To address this gap, the doctoral candidate is developing and applying a multimodal assessment strategy that combines advanced imaging techniques – including weight-bearing CT (WBCT), MRI-based fat fraction imaging, and magnetic resonance elastography (MRE) – with non-imaging methods such as indentometry and plantar pressure analysis. These measurements are integrated with histological and clinical data to monitor how tissue properties change over time in individuals recently healed from a plantar foot ulcer.

Through longitudinal assessments at healing, six weeks, and four months post-healing, the project aims to capture the evolution of plantar tissue properties during remission and to relate these changes to biomechanical function and ulcer recurrence risk. This will support the development of the first comprehensive biomechanical model of plantar soft tissue recovery following ulceration.

As part of this project, secondments will take place at the Istituto Ortopedico Rizzoli (IOR, – Bologna, Italy) for training in morphometric analysis of weight-bearing tissues, lower-limb biomechanics, tissue engineering, and data analysis. Additional training at the Steno Diabetes Center Copenhagen (SDCC – Copenhagen, Denmark) will focus on foot biomechanics, orthopaedic foot surgery, and patient-related factors in ulcer recurrence. Together, these experiences will contribute to the candidate’s multidisciplinary development and to innovation in diabetic foot care. 

Our Research Team

Amsterdam UMC is a leading institute in the world on biomechanical, radiological and clinical research on diabetic foot disease, in particular on the prevention of foot ulceration and amputation. The candidate will learn from, and collaborate with a multidisciplinary team of clinicians, movement scientists and radiologists and also with two other DIALECT Doctoral Candidates in Amsterdam UMC who focus in their projects on specific deformities and footwear development for ulcer prevention.

The research group is embedded within the department of Rehabilitation Medicine that has high-class facilities for biomechanical research with a motion analysis laboratory, including plantar pressure measurements, and hosts the outpatient diabetic foot clinic; and also in the department of Radiology, which is equipped with high-end clinical and research techniques exploring both qualitative morphological and quantitative biomarker development: high field MRI (3T, 7T), WBCT. Dual-energy CT, ultrasound. The new technique of elastography can be used with MR and US; it’s use needs exploration and development. The RICC (Research Imaging Core Center) and the Imaging groups of prof. Nederveen and prof. Strijker focus on biomarker development, both qualitative and quantitative. The research group is also embedded in the Amsterdam Movement Sciences research institute, within which collaboration exists with partners in the field of movement sciences, tissue engineering, musculoskeletal disease, and sports, as part of the Faculty of Behavioural and Movement Sciences of the Vrije Universiteit.

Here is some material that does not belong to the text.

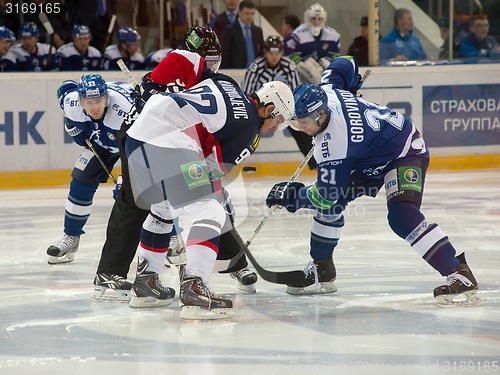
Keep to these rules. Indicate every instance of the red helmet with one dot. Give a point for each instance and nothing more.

Amsterdam University Medical Centers

The Amsterdam UMC is the largest hospital and foremost medical research institution in the Netherlands with over 13,000 employees, combining what were previously the Academic Medical Center and Vrije Universiteit Medical Center. The location of Amsterdam UMC at Meibergdreef is part of the University of Amsterdam. Some 2500 staff members are fully or partially employed in medical research. Amsterdam Movement Sciences is one of the 8 research institutes of Amsterdam UMC that conducts world-class research on many different aspects of movement, both fundamental and clinical (see here for more info). Amsterdam UMC houses high quality core facilities including a movement analysis lab, advanced imaging techniques, medical physics department.